I might come across as a Chicken Little, but I’m planting a garden this year for the first time in about 10 years because the way our government is going here in the US there just might be such civil unrest by this coming fall that fresh vegetables might not be available and I love nothing more than fresh-picked corn, beans, tomatoes, etc.
And even though I’m working up a rather large garden (65 by 55 ft), I’ve used less than a gallon of gas to till it even though all of it is newly-broken ground. I figured that approach had less impact, CO2-wise, than had I spent a week digging it up with a shovel and it was a far better use of my time.

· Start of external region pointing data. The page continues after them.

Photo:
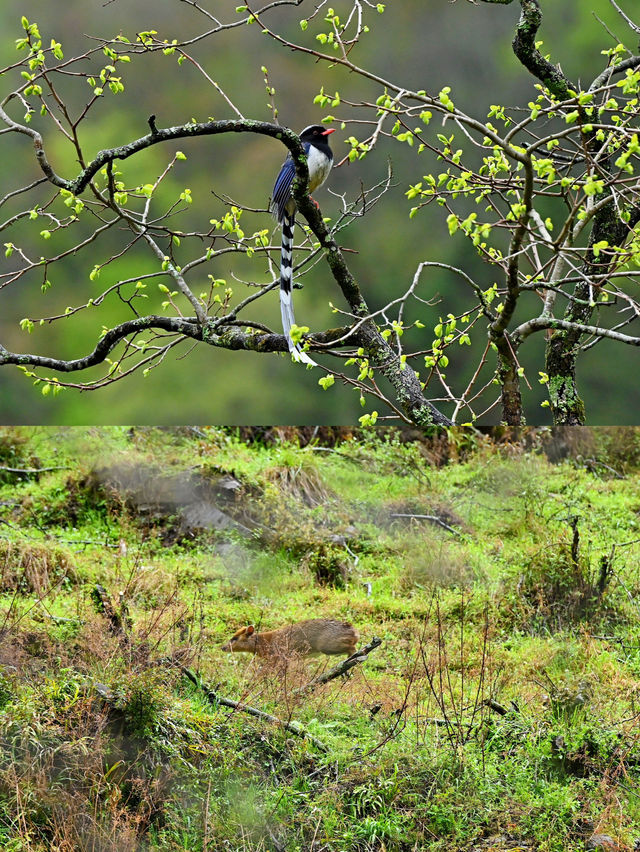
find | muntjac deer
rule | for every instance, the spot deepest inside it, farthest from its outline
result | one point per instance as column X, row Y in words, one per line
column 317, row 636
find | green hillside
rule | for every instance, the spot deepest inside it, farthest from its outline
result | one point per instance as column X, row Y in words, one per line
column 500, row 710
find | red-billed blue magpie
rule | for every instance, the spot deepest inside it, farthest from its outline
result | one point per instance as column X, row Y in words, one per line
column 283, row 206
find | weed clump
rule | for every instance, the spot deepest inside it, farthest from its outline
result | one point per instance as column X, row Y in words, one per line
column 33, row 568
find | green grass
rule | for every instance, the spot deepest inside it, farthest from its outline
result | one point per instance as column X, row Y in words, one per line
column 106, row 745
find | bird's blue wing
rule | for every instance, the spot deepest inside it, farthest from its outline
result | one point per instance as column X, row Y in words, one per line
column 282, row 188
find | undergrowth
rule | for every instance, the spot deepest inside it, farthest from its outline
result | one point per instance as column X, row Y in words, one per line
column 499, row 712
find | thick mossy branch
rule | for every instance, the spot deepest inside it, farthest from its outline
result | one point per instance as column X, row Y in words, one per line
column 524, row 47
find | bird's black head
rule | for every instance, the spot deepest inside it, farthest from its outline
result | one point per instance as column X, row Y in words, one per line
column 316, row 134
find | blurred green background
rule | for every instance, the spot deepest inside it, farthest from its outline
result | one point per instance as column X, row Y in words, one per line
column 420, row 43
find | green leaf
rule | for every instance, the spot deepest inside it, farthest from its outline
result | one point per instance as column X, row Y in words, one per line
column 326, row 382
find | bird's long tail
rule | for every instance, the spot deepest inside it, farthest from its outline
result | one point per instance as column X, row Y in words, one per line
column 286, row 288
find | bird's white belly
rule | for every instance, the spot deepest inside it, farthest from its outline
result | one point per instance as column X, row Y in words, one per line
column 319, row 167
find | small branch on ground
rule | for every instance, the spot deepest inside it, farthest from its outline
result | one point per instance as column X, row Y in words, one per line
column 342, row 668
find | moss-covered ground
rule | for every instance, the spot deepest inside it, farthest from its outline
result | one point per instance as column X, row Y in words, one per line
column 501, row 710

But again, I’m not gowing a garden to be green–I’m growing one to satisfy my apetite for fresh, phytochemical-rich affordable food, for these green weenies that are foisting the Cult of Climate Change have far more disdain for capitalism and liberty than they do for CO2 (the latter being simply a transparent method of gaining power over the gullible masses). I’m just grateful for the boost in life-essential CO2 since the last time I grew a garden. That’s perhaps the best source of “fertilizer” a gardener could hope for.
I have planted hundreds of trees along the railway line as a wild life corridor, (even got on a tv gardening program,) but I am an AGW sceptic who distrusts the political, ‘religious'(?) agenda of the ‘greens’ and loves the informed debate here on WUWT.
Many years ago when I was a student we had a few real Universities and a host of Technical Colleges. In the main these were quite small and prepared undergraduates for HND or External London University degrees. These Colleges have now been transformed into pip squeak universities setting their own pip squeak degrees. In order to justify their existence they carry out research work largely geared to making enough money to keep them solvent. If that is beyond them they take in large numbers of Overseas students which does little to improve their educational standing.
Now we can all sit back and await the time when at least 110% of the population enjoys the benefits of higher education.
Sort of off topic, but in the immortal words of Dorothy Parker:
” You can lead a horticulture, but you can’t make her think.”
Hey Aaron, good stuff that Candide, huh?